Im a Backbone.js newb, so please someone correct me if Im wrong, but I think youre confusing what Backbone controllers are used for.
Backbone.js controllers basically consists of hashbang routes(similar to Rails routes) and actions that these routes call. For instance if you have a rails route that will render a view at http://mysite.com/backbone_test and you have a following backbone route:
var MyController = Backbone.Controller.extend({
routes: {
"foo/:bar": "myFirstFunction"
},
myFirstFunction: function(bar){
console.log(bar);
});
then if you go to http://mysite.com/backbone_test#foo/THIS-IS-AMAZING then MyController.MyFirstFunction gets executed and "THIS-IS-AMAZING" gets logged in JS console.

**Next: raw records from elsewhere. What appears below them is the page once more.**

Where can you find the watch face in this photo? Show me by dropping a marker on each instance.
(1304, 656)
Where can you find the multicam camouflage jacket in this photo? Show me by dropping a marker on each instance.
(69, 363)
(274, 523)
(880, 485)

Unless you have a direct need for this sort of hashbang-related functionality, such as saving a state of your JavaScript application via an url (for example: http://my.app.com/#key=value&key=value&ad-infinitum=true ) Id advise against using Backbone controllers. You can get all of the functionality u described via Models Collections and Views.
Nice thing about Controllers and Backbone in general is that its modular and different parts can be used independently.
I guess the summary of this answer is that if you dont have a single page javascript application, do not use Backbone Controllers, rely on your rails controllers instead.